Skin Cancer Risk Factors:
- Skin cancer can affect anyone at any age and of any skin color although more common in adults and lighter skin types.
- Caucasians have a higher risk of melanoma, but people of color are less likely to survive melanoma, often because it’s diagnosed late. People of color can develop skin cancer in areas that aren’t exposed to the sun, like the palms of the hands and soles of the feet.
- Melanoma in Caucasian women under 44 increases by about 6.1% every year, probably due to wider use of indoor tanning. In fact, studies suggest that indoor tanning is responsible for over 400,000 skin cancer incidents in the U.S. every year.
- In females age 15 to 29, melanoma is the second most common form of cancer. And within this age group, its incidence is increasing more quickly among females.
- Sustaining a bad sunburn during your childhood or teenage years can double your risk of developing melanoma. If you sustain five or more severe sunburns between the ages of 15 and 20, your risk of melanoma increases by 80%, and your risk of nonmelanoma skin cancer increases by 68%.
- People with fair skin, freckles, and blond or red hair are more likely to develop any type of skin cancer.
- People with over 50 moles or unusual moles are more likely to develop melanoma.
- Having a family history of melanoma also increases your risk.
Skin Cancer Detection and Prevention:
- Using SPF 30 broad spectrum sunscreen daily can cut your risk of developing melanoma – the deadliest type of skin cancer – in half.
- About half of melanomas are self-detected. We encourage you to regularly check yourself for signs of skin cancer. When checking for warning signs, use the ABCDE acronym. Check for moles that are asymmetrical (A), have irregular or undefined borders (B), blend a variety of colors (C), have a diameter of about ¼ inch or 6mm (D), and grow or evolve over time (E).

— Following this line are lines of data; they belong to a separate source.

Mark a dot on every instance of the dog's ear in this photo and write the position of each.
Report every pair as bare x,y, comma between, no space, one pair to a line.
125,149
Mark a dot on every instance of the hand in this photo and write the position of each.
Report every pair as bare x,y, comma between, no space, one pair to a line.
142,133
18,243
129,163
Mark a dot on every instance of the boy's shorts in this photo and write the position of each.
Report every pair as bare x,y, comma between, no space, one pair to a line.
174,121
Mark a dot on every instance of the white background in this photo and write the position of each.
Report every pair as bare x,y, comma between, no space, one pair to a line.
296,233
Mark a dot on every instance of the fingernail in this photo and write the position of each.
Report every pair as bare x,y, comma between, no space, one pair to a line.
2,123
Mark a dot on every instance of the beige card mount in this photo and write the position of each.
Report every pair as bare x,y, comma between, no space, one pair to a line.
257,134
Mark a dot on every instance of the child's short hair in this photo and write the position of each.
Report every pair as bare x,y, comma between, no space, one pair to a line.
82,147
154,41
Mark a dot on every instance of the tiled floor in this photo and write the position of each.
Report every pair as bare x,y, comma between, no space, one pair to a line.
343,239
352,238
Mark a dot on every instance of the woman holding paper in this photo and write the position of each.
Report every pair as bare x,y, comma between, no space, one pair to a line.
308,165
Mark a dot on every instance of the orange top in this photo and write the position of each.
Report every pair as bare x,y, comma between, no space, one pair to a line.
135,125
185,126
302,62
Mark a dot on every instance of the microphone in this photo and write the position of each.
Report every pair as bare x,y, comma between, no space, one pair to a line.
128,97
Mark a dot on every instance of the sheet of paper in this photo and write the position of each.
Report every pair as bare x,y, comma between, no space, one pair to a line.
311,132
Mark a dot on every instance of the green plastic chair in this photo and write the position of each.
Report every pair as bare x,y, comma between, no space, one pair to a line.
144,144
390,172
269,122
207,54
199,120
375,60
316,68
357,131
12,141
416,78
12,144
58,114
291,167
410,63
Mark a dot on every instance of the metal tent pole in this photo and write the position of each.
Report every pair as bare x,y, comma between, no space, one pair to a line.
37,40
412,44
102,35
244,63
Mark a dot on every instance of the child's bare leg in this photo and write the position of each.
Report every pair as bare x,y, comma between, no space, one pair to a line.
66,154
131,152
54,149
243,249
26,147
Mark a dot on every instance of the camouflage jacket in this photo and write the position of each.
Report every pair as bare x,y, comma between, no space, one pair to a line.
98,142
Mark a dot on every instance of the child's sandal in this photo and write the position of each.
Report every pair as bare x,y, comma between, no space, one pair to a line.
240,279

- The best way to prevent skin cancer is to wear sunscreen, avoid UV light from the sun and tanning beds, and see your dermatologist annually for a skin exam.
- Women are nine times more likely than men to notice signs of melanoma on others. Women (or anybody) can potentially save their partner’s or friend’s life by checking them for skin cancer.
- Now that you know more about skin cancer and how to prevent and detect it, share your knowledge with others so you can protect the people you love – after all, that’s what skin cancer awareness is.